1. Шеба (Саба) – Царица Савская.


ЦУРУГАМИНЕ2
1.
Так называлось место, где я жил,
Так называлась жизнь моя в том месте;
Одна из многочисленных вершин
И предначертанных предместий.

Оно рождало мысли о гнезде,
О бездне – под гнездом – у изголовья;
Но сберегалась птичия постель
Одноименною горою.

И я вселился в деревянный дом,
Тут сразу хлынул дождь и стал октябрь,
И ветер тормошил мое гнездо
Неосторожными локтями.

И журавли оставили насест,
И в сумерках заглох их долгий зуммер;
А в декабре сошел с ума сосед,
Выл, поливал цветы и умер.

Или не умер – я был далеко,
Я в Токио, рождественском и плоском,
Сгущенное от скорби молоко
Цедил с фонариков чайковских.

Под сказочным созвездьем Журавля
Неоновые сны мутили воздух,
Холодным ветром перья шевеля
В неприбранных перед отлетом гнездах.

2.
Мы рождество отметили вином;
Я возвратился в стылые свояси,
В меня вошел мой потемневший дом
И в сердце мне уткнулся, словно в ясли.

Он выглядел, как выглядит уют
Без женщины, ребенка и собаки;
Он зимовал, где не зимуют раки
И где за рыбу их не выдают.

Бездомный дом, забытое гнездо,
Впитавшее греховный запах кофе,
Он навалился всем своим крестом –
Голгофского одной из местных копий.

И сразу почему-то рассвело,
Проснулся голод, вкус и обонянье,
И из подушки выпало перо
На псиною запахшее татами.

Сквозь жалюзи струились миражи:
Приезд детей, гуляние под снегом...
Так называлось место, где я жил,
Пока оттуда вскорости не съехал.

2. Журавлиная вершина (яп.), район в Иокогаме.

* * *
итак ты сказала что контракт расторгнут
а я ответил что я растроган
январь окончен
покрылся коркой
потрогай

а ты сказала что тебе так тесно
в этом свитере пальто городе мире
а я леплю облака из теста
и вылепил уже четыре

а ты-то считала что я растоптан
что в горле не ком – а целая комната
и я в ней старею как Пенелопа
мужского рода

а я хотя и был надорван
как конверт в котором хранили чабрец перец буквы
но все-таки остался добрым
глупым
поэтому спасибо тебе за время
которое ты потратила на мое сердце
я обещаю дать твое имя
пятому облаку вылепленному из теста

* * *
Заболевший кочевник становится жителем сел.
Он подсолнух растит, поливая его из кумгана.
И приметивши женщину, делает грудь колесом,
Но в груди у него не о женщине темная рана:
Снятся степи ему, костры, и длинные тени верблюдов,
И тяжелое небо в тучах как в свежих курганах.

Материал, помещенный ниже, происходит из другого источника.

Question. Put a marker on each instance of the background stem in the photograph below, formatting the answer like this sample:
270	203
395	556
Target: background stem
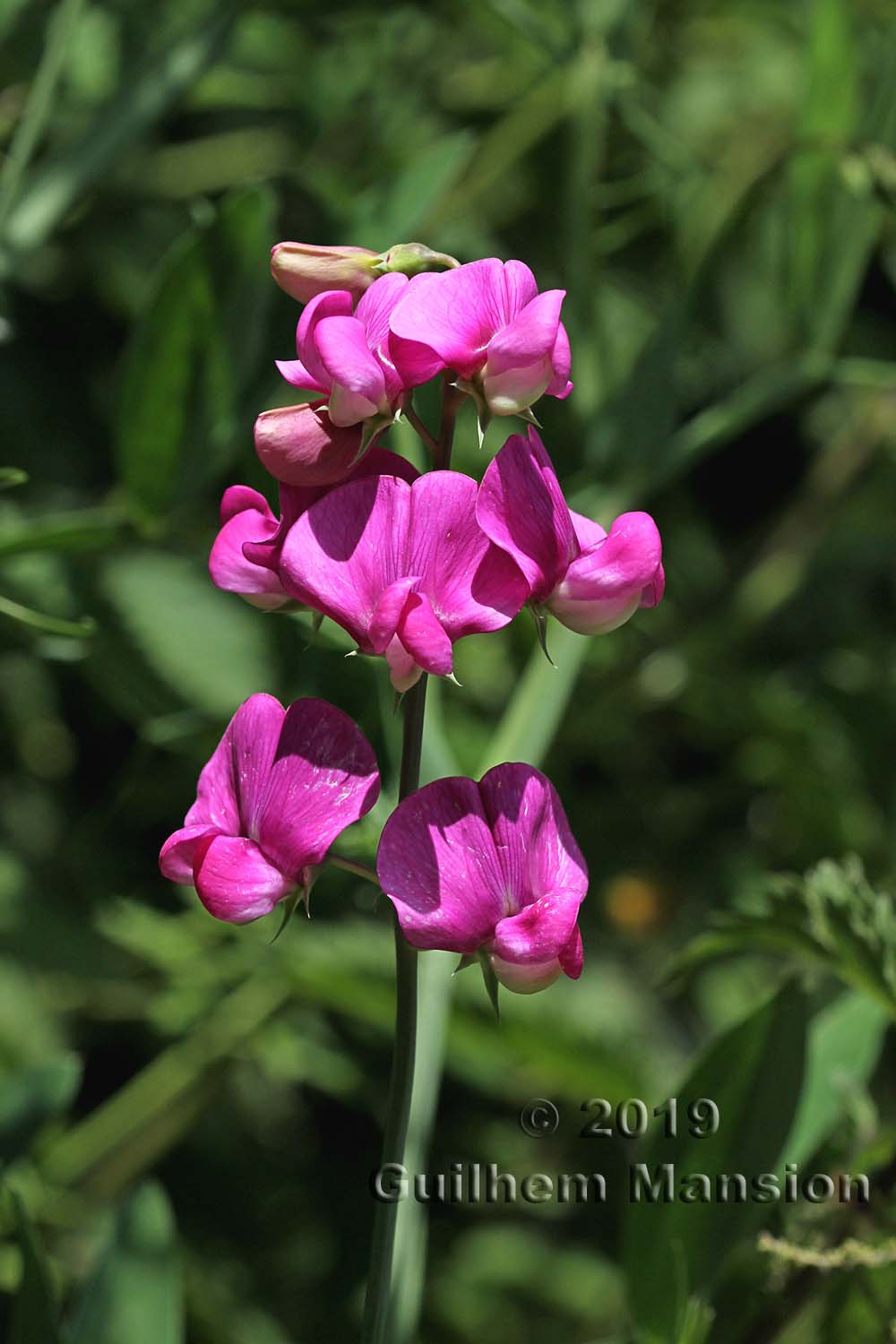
382	1292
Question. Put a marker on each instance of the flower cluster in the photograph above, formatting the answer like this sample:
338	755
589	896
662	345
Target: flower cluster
409	564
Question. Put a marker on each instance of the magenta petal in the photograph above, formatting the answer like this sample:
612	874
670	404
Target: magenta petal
573	956
233	572
403	671
231	785
374	312
530	338
236	882
301	446
179	852
519	289
237	499
521	508
344	352
438	866
540	930
335	303
607	582
387	613
424	637
323	779
452	314
381	461
560	363
347	548
587	534
532	835
653	591
295	373
471	585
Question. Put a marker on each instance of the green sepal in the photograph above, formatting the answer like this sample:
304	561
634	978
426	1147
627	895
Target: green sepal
292	905
540	618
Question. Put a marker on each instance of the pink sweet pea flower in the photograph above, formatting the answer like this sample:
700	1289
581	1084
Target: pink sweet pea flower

Заболевший кочевник рождает здоровых детей;
Но болезнь уже в генах змеей обжилась подколодной.
И на сельское солнце смеется подсолнух-злодей,
И кочевник пугается этой земли плодородной.
Снятся степи ему, грызуны, и безбрачие буйных набегов.
(Он прогонит детей в города, где воздух негодный).

Заболевший кочевник, он в старость слепую свою,
Постучится к своим сыновьям в городские ворота.
И ему отопрут, и с балконов над ним запоют,
И трескучая бритва коснется его подбородка.
Сколько внуков! А кто там, на лошади? Правнук?

… Убегай, мой малыш, в край над степью расстеленных радуг,
Где от жгучего дыма костров дальнозорче глаза.
Убегай, и пусть конь твой не вспомнит дорогу назад!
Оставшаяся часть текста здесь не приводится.